The director, Seminci’s Honorary Spike in 2018, presents this Friday in Cannes his latest film, The Seed of the Sacred Fig, a few days after fleeing his country

See the online version of the book here

Starting this Friday, the Valladolid International Film Festival – Seminci publishes the digital edition, both in English and Spanish, of the book “Mohammad Rasoulof: A Filmmaker of Integrity”, edited by the festival in the 63rd edition, coinciding with the world premiere at the Cannes Festival of The Seed of the Sacred Fig, the latest film by the Iranian filmmaker, who has recently left his country after receiving a severe sentence from Iran’s Islamic Revolutionary Court.

Written by Jose Cabrera, Andreea Pătru -members of the Seminci Programming team -and Diego Morán- cultural manager and collaborator of the festival-, this book addresses the figure of one of the greatest exponents of contemporary Iranian cinema who, despite the difficulties in setting up his films, after being censored in his country, has managed to launch his message, often through symbolic and metaphorical narratives. The director, detained and sentenced to arrest on several occasions for his films, which are very critical to the current Iranian regime, has been held prisoner in his country in recent years. This circumstance prevented him from going to Valladolid in 2018 on the tribute that Seminci prepared for him in its 63rd edition with the delivery of the Espiga de Honor, a retrospective composed of seven of his films, chosen by himself, and the edition of the book that, from today, can be downloaded for free through the festival’s website.

Mohammad Rasoulof (Shiraz, Iran, 1972) studied Social Sciences, focusing on the impact of living under a dictatorial regime, both individually and socially, something reflected in most of his films. The documentary The Twilight (2002), his first feature film, won the Crystal Phoenix at the Fajr International Film Festival in Tehran and the Best Documentary Award at the Iran Cinema House.

Rasoulof was arrested in 2010 with his friend, director Jafar Panahi, and sentenced to six years in prison, accused of conspiracy and propaganda against the Iranian government. The sentence was reduced later to one year. In 2013, his passport was confiscated in Tehran when he was about to travel to the Nuremberg Human Rights Festival for the presentation of his film Manuscripts Don’t Burn, shot clandestinely, as well as his following work, A Man of Integrity (2017), whose screening at the Cannes Festival led to a ban on working and traveling outside the country.

Rasoulof, with the Honorary Spike

With his next feature film, There Is No Evil (2020), he won the Golden Bear at the Berlin Festival, in addition to achieving a Special Jury Mention at the 65th Valladolid International Film Festival, presented in competition as a Spanish premiere.

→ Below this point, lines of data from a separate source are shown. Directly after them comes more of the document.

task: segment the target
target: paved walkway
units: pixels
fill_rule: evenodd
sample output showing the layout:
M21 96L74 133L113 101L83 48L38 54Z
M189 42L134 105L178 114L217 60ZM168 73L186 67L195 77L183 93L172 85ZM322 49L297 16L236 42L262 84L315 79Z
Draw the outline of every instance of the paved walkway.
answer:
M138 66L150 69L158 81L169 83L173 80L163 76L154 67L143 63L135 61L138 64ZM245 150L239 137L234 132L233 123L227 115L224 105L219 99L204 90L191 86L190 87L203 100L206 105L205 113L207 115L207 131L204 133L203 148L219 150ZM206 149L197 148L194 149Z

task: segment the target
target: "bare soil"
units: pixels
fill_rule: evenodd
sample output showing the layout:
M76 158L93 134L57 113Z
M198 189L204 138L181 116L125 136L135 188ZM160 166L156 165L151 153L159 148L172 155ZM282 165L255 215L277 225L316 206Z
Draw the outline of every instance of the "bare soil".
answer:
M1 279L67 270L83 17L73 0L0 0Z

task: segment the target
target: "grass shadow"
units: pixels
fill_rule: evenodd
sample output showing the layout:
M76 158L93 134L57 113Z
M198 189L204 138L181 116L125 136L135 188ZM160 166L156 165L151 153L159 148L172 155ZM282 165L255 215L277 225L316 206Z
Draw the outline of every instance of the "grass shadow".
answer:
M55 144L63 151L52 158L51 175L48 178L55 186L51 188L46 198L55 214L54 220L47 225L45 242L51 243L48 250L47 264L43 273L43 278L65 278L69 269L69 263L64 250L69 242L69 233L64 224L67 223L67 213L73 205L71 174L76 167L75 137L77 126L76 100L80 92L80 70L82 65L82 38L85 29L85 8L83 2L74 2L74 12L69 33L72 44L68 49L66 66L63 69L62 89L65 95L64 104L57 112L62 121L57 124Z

The filmmaker announced on May 13th that he had fled Iran a few days after being sentenced by the Iranian Islamic Revolutionary Court to an eight-year prison sentence, lashing and the confiscation of his assets for the crime of “collusion with the intention of committing crimes against the country’s security.”

This Friday, he will attend the Cannes Film Festival to present his latest film, The Seed of the Sacred Fig, where he addresses the protests unleashed by the death of Mahsamini in 2022 after being arrested for not wearing properly the Islamic veil. The case against Rasoulof has led a large group of directors to sympathize with Iranian creators in an open letter condemning the “continuous systemic criminalization of artistic freedom”, to which more than fifty filmmakers have adhered worldwide.

Seminci thus adds a newly digitized copy, freely available to the public out of its extensive catalogue of publications, an activity started last October with the work Cine independiente americano. Una introducción, an outstanding book conceived as a complement to the thematic retrospective held during the 27th edition of the festival, written by programmers and critics Fernando Herrero and José Ignacio Fernández Bourgón. Seminci also offers other publications for free, such as the special issues published in collaboration with the magazine Caimán Cuadernos de Cine on the Memory and Utopia section, which claims and values the cinematographic heritage, or on the Guest Country of the last editions.